And yes, you can't really tell that for sure beforehand - but if you're smart enough to build it, you're smart enough to at least take a good hard look at the ways it could be used and abused and make an educated guess.
(Score: 4, Insightful) by RS3 on Friday May 26 2023, @12:05AM
I agree as a philosophical ideal, but reality is: many others are working on it and will develop it too, much like the "atom bomb". So now what do you do? If you don't develop it, and another country that is aggressively hell-bent on world domination does, you may never catch up and may end up conquered and assimilated.
(Score: 3, Insightful) by Tork on Friday May 26 2023, @12:58AM (2 children)
🏳️🌈 Proud Ally 🏳️🌈
(Score: 2) by MIRV888 on Friday May 26 2023, @02:04AM
Putting millions out of work for profit is just capitalism. It's been done before. Safe bet using tech to replace paid workers will happen again.
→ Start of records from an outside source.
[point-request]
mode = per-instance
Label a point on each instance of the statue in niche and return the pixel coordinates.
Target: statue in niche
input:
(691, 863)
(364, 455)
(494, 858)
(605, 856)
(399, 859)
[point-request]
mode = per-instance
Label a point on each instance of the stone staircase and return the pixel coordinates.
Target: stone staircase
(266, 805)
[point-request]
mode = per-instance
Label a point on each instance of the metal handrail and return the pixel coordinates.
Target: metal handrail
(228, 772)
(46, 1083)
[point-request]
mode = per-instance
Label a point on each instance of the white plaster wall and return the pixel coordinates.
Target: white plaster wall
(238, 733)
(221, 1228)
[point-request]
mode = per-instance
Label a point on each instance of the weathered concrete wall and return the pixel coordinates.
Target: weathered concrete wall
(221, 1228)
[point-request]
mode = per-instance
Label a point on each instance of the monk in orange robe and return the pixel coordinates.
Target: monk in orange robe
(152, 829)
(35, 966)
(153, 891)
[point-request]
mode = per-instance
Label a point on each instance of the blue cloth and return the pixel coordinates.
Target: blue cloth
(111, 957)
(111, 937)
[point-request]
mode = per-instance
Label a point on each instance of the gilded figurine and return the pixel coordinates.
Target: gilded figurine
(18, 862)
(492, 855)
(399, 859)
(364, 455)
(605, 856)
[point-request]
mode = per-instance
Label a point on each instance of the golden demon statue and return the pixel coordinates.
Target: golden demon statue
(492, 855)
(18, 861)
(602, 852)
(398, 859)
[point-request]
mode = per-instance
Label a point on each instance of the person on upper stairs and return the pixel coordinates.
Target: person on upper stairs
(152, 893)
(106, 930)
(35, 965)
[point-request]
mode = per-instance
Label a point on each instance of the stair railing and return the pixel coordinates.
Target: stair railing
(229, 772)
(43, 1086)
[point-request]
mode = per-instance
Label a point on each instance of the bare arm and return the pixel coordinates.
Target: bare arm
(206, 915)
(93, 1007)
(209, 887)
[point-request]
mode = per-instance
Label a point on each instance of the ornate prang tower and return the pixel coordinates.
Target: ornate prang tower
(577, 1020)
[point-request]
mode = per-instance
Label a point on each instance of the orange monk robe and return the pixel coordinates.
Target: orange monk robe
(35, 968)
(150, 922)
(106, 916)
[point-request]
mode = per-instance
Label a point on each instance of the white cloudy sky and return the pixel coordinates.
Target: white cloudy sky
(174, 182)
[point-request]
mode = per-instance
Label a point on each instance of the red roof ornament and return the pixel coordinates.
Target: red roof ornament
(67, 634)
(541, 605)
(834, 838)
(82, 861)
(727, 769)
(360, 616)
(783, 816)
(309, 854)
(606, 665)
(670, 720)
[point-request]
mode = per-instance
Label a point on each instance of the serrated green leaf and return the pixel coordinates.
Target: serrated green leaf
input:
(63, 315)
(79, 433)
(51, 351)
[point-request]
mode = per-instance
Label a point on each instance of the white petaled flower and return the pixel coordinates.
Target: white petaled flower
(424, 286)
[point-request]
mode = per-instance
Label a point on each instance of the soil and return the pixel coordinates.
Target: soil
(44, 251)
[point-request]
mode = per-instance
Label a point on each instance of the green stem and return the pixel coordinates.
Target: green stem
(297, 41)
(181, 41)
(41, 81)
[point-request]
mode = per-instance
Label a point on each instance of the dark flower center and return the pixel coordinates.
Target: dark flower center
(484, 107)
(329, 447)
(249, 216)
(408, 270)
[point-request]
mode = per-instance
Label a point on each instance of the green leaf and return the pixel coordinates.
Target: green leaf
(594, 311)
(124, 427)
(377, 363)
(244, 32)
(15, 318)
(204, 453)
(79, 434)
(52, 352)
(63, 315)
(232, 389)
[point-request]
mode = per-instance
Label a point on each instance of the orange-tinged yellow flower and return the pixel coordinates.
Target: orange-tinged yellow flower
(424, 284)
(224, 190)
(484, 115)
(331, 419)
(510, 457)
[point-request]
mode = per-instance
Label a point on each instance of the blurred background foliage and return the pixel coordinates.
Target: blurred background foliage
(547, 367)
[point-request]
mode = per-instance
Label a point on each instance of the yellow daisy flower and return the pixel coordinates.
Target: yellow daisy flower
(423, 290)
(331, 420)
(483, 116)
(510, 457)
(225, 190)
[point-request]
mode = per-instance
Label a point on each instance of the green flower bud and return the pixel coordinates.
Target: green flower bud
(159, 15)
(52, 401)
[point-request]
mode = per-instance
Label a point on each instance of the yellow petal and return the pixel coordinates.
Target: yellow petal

(Score: 2) by legont on Saturday May 27 2023, @01:10AM
The issue is that the big guys fall behind
"Wealth is the relentless enemy of understanding" - John Kenneth Galbraith.
(Score: 2) by Thexalon on Friday May 26 2023, @11:03AM
The bad news is that it's pretty much guaranteed that if the technology can be developed, it will be developed, because the people who want to use it for evil will be able to find technologists desperate enough or greedy enough to take the money and develop it.
If you need a good real-life example of this, there have been people working on facial recognition for a while in an effort to do fairly innocuous things. And lots of people working on general purpose databases. The Chinese Communist Party is very interested in that, because they want to combine it with their widespread network of surveillance cameras to build a database of what everybody is doing all day. I'm sure government agencies in other countries are as well, with or without the permission of the politicians.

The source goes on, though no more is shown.